Hyperion to pound pulp into pix

Monette memoir, '60s novels optioned

HOLLYWOOD — Indie production shingle Hyperion Studios has optioned a memoir by Paul Monette and a series of 1960s pulp “sleaze” novels, projects that will be produced by Russell Marleau and Christian Mills under their three-year first-look deal with the studios.

British screenwriter Patrick Wilde will adapt “Becoming a Man: Half a Life Story,” Monette’s book about growing up and coming out during the turbulent 1960s.

Duo is also developing a series of pulp novels into modest-budget genre movies to be made under the “Down & Dirty” imprimatur. First two projects are “Memory of Passion” and “Three Way Split,” based on books by Gil Brewer.

“Passion” is being adapted by Simon Staho and Peter Asmussen, “Split” by newcomer Andrew LaCrosse.

Marleau and Mills are also producing a TV series based on Esme Raji Codell’s autobio, “Educating Esme: Diary of a Teacher’s First Year,” which Mark Perry will exec produce with Robert Greenblatt and David Janollari.

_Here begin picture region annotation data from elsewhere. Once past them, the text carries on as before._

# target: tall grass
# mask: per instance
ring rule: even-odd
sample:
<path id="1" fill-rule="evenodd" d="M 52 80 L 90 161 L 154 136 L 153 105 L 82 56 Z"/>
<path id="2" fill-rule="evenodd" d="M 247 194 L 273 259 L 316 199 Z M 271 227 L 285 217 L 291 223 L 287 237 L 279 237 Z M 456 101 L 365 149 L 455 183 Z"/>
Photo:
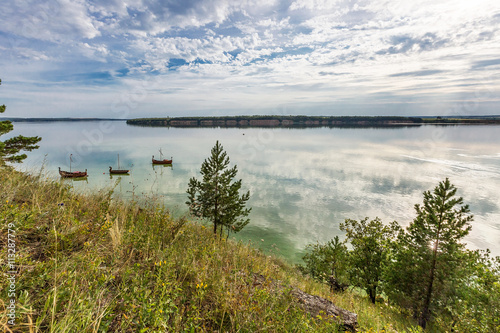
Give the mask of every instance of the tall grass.
<path id="1" fill-rule="evenodd" d="M 337 332 L 311 317 L 291 287 L 358 313 L 360 331 L 404 332 L 414 323 L 397 309 L 354 292 L 331 294 L 287 263 L 211 228 L 174 219 L 154 202 L 88 195 L 67 185 L 0 169 L 0 260 L 9 223 L 16 232 L 16 325 L 6 332 Z M 2 273 L 7 273 L 2 265 Z M 255 285 L 253 274 L 279 280 Z"/>

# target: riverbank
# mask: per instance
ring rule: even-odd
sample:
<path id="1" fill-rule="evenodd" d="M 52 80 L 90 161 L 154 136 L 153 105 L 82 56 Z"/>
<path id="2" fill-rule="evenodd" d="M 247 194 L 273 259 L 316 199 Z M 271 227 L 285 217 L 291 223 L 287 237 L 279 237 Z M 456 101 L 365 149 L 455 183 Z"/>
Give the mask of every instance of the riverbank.
<path id="1" fill-rule="evenodd" d="M 397 117 L 397 116 L 224 116 L 138 118 L 128 125 L 151 127 L 396 127 L 500 124 L 500 117 Z"/>
<path id="2" fill-rule="evenodd" d="M 256 286 L 255 274 L 357 313 L 360 331 L 404 332 L 413 324 L 384 303 L 372 305 L 356 292 L 332 294 L 251 245 L 219 240 L 201 223 L 174 219 L 154 200 L 142 206 L 117 201 L 111 190 L 81 195 L 4 167 L 0 184 L 2 262 L 9 248 L 16 254 L 10 268 L 2 265 L 4 276 L 15 272 L 13 294 L 5 287 L 1 293 L 0 311 L 9 314 L 14 304 L 15 325 L 2 319 L 5 329 L 336 330 L 333 318 L 304 311 L 291 288 Z"/>

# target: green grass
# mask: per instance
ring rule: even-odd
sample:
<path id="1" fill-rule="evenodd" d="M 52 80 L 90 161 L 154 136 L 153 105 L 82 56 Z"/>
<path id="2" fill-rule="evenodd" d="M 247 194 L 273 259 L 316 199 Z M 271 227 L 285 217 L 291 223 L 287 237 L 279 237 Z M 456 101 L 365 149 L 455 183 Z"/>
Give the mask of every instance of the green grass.
<path id="1" fill-rule="evenodd" d="M 174 219 L 154 201 L 77 194 L 67 185 L 0 167 L 0 261 L 7 274 L 15 231 L 16 325 L 7 324 L 7 281 L 0 281 L 6 332 L 336 332 L 253 273 L 332 300 L 358 314 L 361 332 L 416 332 L 415 323 L 355 292 L 332 294 L 284 261 L 210 226 Z M 10 225 L 10 227 L 9 227 Z M 11 231 L 9 231 L 9 229 Z"/>

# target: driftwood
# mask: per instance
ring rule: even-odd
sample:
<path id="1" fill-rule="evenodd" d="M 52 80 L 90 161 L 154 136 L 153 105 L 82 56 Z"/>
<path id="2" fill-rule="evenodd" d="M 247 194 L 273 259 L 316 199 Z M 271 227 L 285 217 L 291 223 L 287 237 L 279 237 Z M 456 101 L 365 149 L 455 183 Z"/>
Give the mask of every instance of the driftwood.
<path id="1" fill-rule="evenodd" d="M 279 281 L 273 281 L 272 279 L 267 279 L 265 276 L 260 274 L 253 274 L 253 286 L 259 285 L 270 285 L 272 288 L 277 290 L 283 290 L 285 287 L 282 286 Z M 310 295 L 303 292 L 299 288 L 291 287 L 291 294 L 298 300 L 299 304 L 309 312 L 313 317 L 318 315 L 334 317 L 335 320 L 343 325 L 343 327 L 350 331 L 356 332 L 356 327 L 358 326 L 358 315 L 350 311 L 339 308 L 331 301 L 319 297 Z"/>

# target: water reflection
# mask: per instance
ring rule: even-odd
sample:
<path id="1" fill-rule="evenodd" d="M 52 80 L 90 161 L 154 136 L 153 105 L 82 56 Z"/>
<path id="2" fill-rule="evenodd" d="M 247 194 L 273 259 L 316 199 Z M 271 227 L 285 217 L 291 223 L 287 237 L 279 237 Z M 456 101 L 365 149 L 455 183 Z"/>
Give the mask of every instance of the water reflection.
<path id="1" fill-rule="evenodd" d="M 475 214 L 469 245 L 500 255 L 498 129 L 197 129 L 58 122 L 16 123 L 13 135 L 43 138 L 25 163 L 31 168 L 39 169 L 45 159 L 45 168 L 57 177 L 57 168 L 67 166 L 72 153 L 78 156 L 74 169 L 89 174 L 85 182 L 72 182 L 77 190 L 116 186 L 117 195 L 153 198 L 177 215 L 187 212 L 189 178 L 200 177 L 201 163 L 219 140 L 238 165 L 243 190 L 251 192 L 251 223 L 237 237 L 298 261 L 308 243 L 341 235 L 338 225 L 346 218 L 378 216 L 407 225 L 422 192 L 445 177 Z M 172 165 L 151 163 L 159 149 L 173 156 Z M 117 154 L 130 175 L 109 175 Z"/>

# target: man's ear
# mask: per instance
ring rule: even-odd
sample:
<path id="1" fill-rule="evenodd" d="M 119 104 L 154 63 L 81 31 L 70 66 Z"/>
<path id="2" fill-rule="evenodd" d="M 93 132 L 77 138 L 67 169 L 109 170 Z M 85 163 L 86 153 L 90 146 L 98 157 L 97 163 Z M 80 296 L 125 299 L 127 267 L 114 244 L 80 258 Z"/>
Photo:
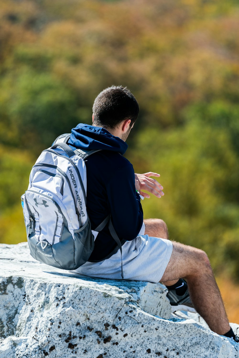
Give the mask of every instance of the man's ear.
<path id="1" fill-rule="evenodd" d="M 126 133 L 128 131 L 131 123 L 131 119 L 126 119 L 123 121 L 121 129 L 124 133 Z"/>

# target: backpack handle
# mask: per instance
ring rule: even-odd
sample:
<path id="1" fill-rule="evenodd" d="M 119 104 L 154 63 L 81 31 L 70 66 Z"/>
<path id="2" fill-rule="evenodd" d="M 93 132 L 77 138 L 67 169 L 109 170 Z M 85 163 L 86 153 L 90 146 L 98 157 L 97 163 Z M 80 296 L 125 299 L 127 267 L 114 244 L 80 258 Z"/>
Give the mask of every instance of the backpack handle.
<path id="1" fill-rule="evenodd" d="M 51 149 L 53 149 L 55 148 L 56 148 L 57 147 L 61 147 L 63 150 L 66 152 L 69 158 L 76 155 L 76 153 L 74 152 L 74 151 L 72 150 L 71 148 L 65 143 L 58 143 L 57 144 L 54 144 L 54 145 L 51 147 Z"/>

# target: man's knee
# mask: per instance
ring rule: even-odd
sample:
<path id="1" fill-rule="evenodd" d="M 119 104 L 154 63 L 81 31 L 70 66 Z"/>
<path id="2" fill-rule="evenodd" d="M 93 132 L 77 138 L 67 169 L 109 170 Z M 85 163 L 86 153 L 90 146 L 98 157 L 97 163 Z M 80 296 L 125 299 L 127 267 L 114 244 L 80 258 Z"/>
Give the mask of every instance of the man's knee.
<path id="1" fill-rule="evenodd" d="M 191 272 L 200 274 L 203 272 L 211 271 L 209 259 L 204 251 L 175 242 L 173 242 L 173 245 L 176 260 L 180 261 L 182 258 Z"/>

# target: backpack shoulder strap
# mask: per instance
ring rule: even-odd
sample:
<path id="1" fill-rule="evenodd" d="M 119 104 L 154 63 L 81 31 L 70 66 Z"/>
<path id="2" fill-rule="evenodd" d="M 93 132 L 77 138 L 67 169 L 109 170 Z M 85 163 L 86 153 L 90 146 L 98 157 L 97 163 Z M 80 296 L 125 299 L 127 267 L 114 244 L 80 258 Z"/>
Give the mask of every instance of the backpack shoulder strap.
<path id="1" fill-rule="evenodd" d="M 99 152 L 101 150 L 101 149 L 95 149 L 93 150 L 83 150 L 82 149 L 76 149 L 74 151 L 76 154 L 85 160 L 94 153 L 96 153 L 96 152 Z"/>
<path id="2" fill-rule="evenodd" d="M 59 135 L 53 143 L 53 146 L 62 143 L 67 143 L 70 139 L 70 133 L 65 133 L 64 134 L 61 134 Z M 77 149 L 73 151 L 75 154 L 80 157 L 81 158 L 82 158 L 84 160 L 87 157 L 91 155 L 94 153 L 99 152 L 101 150 L 101 149 L 94 149 L 93 150 L 83 150 L 83 149 Z"/>
<path id="3" fill-rule="evenodd" d="M 64 134 L 61 134 L 59 137 L 57 137 L 52 145 L 57 144 L 58 143 L 66 143 L 69 139 L 70 135 L 70 133 L 65 133 Z"/>

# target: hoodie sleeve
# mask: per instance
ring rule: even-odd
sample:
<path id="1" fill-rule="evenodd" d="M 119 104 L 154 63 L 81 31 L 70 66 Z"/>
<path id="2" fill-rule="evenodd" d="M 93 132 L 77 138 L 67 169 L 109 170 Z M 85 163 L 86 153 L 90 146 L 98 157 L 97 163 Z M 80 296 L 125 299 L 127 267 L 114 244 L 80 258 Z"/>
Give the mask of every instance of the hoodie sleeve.
<path id="1" fill-rule="evenodd" d="M 143 214 L 135 190 L 134 168 L 129 162 L 115 172 L 106 188 L 112 223 L 118 236 L 120 240 L 133 240 L 141 228 Z"/>

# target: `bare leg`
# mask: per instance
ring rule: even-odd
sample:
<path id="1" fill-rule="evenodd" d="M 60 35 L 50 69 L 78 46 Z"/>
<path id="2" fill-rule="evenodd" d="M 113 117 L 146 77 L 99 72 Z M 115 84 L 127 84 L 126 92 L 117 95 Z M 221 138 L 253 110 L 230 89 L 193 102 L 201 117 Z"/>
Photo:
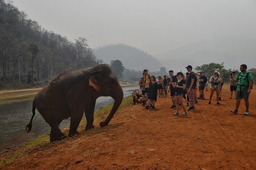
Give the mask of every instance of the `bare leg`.
<path id="1" fill-rule="evenodd" d="M 241 101 L 241 99 L 236 99 L 236 110 L 238 110 L 239 106 L 240 106 L 240 102 Z"/>
<path id="2" fill-rule="evenodd" d="M 154 106 L 155 104 L 156 104 L 156 100 L 152 100 L 152 105 L 153 106 Z"/>
<path id="3" fill-rule="evenodd" d="M 220 92 L 219 91 L 218 89 L 216 89 L 216 96 L 217 96 L 217 102 L 218 103 L 218 100 L 219 100 L 219 93 Z"/>
<path id="4" fill-rule="evenodd" d="M 180 104 L 181 104 L 181 107 L 182 107 L 182 108 L 183 109 L 183 110 L 184 110 L 184 112 L 186 112 L 186 107 L 185 106 L 185 105 L 184 105 L 184 103 L 183 103 L 183 97 L 181 96 L 181 97 L 177 97 L 177 98 L 178 99 L 177 99 L 177 100 L 178 100 L 179 102 L 180 103 Z M 176 106 L 176 108 L 177 108 L 177 107 L 179 105 L 178 104 Z"/>
<path id="5" fill-rule="evenodd" d="M 212 95 L 213 95 L 213 93 L 214 93 L 214 91 L 215 91 L 215 89 L 211 88 L 211 94 L 210 94 L 210 102 L 212 101 Z"/>
<path id="6" fill-rule="evenodd" d="M 233 96 L 233 91 L 230 91 L 230 98 L 232 99 Z"/>
<path id="7" fill-rule="evenodd" d="M 245 108 L 246 110 L 249 110 L 249 100 L 244 100 L 244 102 L 245 103 Z"/>
<path id="8" fill-rule="evenodd" d="M 175 102 L 176 100 L 175 99 L 175 97 L 174 97 L 174 96 L 171 96 L 171 99 L 172 99 L 172 105 L 174 106 L 177 105 L 176 105 L 177 102 Z M 178 104 L 178 105 L 179 105 Z"/>
<path id="9" fill-rule="evenodd" d="M 172 96 L 172 97 L 173 97 L 173 96 Z M 174 98 L 175 100 L 176 101 L 176 112 L 177 113 L 179 113 L 179 107 L 180 107 L 180 105 L 179 105 L 179 99 L 178 99 L 178 97 L 177 96 L 175 96 L 175 97 L 173 97 L 173 98 Z"/>

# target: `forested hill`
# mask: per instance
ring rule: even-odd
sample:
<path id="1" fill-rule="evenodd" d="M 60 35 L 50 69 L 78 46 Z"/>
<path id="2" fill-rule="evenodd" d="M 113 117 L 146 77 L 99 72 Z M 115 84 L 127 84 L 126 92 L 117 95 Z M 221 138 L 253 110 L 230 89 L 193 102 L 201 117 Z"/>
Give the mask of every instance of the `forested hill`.
<path id="1" fill-rule="evenodd" d="M 0 0 L 0 86 L 20 81 L 39 84 L 64 71 L 100 62 L 84 38 L 73 43 Z"/>
<path id="2" fill-rule="evenodd" d="M 145 68 L 151 71 L 159 70 L 163 65 L 156 58 L 144 51 L 122 44 L 110 45 L 94 49 L 98 58 L 104 62 L 110 63 L 111 60 L 119 60 L 125 68 L 135 70 Z"/>

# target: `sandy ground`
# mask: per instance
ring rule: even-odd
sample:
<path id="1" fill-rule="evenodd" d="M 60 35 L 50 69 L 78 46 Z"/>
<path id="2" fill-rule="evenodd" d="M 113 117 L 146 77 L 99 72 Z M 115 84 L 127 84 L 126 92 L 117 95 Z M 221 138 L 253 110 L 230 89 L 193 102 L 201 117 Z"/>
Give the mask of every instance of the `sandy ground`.
<path id="1" fill-rule="evenodd" d="M 248 116 L 243 102 L 232 114 L 236 100 L 228 99 L 228 86 L 222 93 L 221 105 L 199 100 L 186 116 L 172 116 L 169 96 L 154 110 L 127 107 L 106 127 L 38 147 L 3 169 L 256 169 L 256 91 Z"/>

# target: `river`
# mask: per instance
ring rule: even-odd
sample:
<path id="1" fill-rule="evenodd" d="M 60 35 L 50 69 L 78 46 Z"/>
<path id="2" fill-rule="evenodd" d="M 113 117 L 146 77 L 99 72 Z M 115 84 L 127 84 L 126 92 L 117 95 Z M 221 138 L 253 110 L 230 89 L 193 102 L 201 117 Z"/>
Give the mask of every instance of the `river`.
<path id="1" fill-rule="evenodd" d="M 131 95 L 131 91 L 138 87 L 122 88 L 124 97 Z M 0 105 L 0 152 L 6 148 L 19 146 L 31 139 L 49 133 L 50 128 L 36 109 L 32 128 L 29 133 L 26 126 L 32 116 L 33 100 Z M 113 103 L 111 97 L 100 97 L 97 99 L 95 109 Z M 64 120 L 60 125 L 61 129 L 69 127 L 70 118 Z"/>

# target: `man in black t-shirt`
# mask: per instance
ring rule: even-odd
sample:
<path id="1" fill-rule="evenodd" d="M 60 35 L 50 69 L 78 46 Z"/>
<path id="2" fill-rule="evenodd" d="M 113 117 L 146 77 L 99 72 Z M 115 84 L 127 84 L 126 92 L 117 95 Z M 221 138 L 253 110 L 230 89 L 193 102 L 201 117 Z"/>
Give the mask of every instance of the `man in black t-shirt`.
<path id="1" fill-rule="evenodd" d="M 163 90 L 164 91 L 164 96 L 167 97 L 167 85 L 169 82 L 169 80 L 166 79 L 166 76 L 163 76 Z"/>
<path id="2" fill-rule="evenodd" d="M 186 88 L 190 102 L 190 107 L 188 111 L 191 111 L 195 109 L 195 88 L 196 86 L 197 77 L 192 71 L 192 66 L 190 65 L 186 67 L 189 74 L 186 78 Z"/>
<path id="3" fill-rule="evenodd" d="M 169 71 L 169 75 L 170 75 L 170 81 L 169 82 L 169 88 L 170 88 L 170 91 L 171 92 L 171 98 L 172 99 L 172 105 L 171 107 L 171 108 L 176 108 L 176 102 L 175 101 L 175 98 L 174 96 L 175 94 L 175 88 L 172 86 L 172 82 L 175 83 L 177 80 L 177 77 L 173 75 L 173 71 L 172 70 L 170 70 Z"/>
<path id="4" fill-rule="evenodd" d="M 198 99 L 201 99 L 202 100 L 204 99 L 204 91 L 205 88 L 205 83 L 207 82 L 207 79 L 204 74 L 203 71 L 198 71 L 199 74 L 199 80 L 198 81 L 198 83 L 199 84 L 199 97 Z"/>

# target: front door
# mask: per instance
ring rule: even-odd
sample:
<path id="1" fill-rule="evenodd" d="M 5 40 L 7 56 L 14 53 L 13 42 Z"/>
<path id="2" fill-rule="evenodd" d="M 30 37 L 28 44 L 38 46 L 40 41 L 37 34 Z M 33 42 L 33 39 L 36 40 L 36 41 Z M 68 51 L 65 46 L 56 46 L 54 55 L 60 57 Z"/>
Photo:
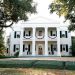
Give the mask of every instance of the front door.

Marleau wrote and produced the series “Life With Louie”; he was also exec producer, head writer and director of “Animal Rescue Kids” for Discovery Channel.

Mills is also an actor who has guest starred on such shows as “Touched by an Angel,” “Profiler” and “Time of Your Life” as well as the feature “Playing by Heart.”

Hyperion, which specializes in youth-oriented film and TV projects, was founded in 1984 by Tom Wilhite, former head of movie and TV production for the Walt Disney Studios and Willard Carroll, a former Disney creative affairs exec.

Company received an Emmy nom for its Showtime movie “My Louisiana Sky,” and it is producing “Mister & Me” for Showtime, with Donna Brown Guillaume as producer. Company also has the rights to Robert Cormieri’s thriller “Fade” and Ed McBain’s novel “Downtown,” which Carroll has adapted and will direct.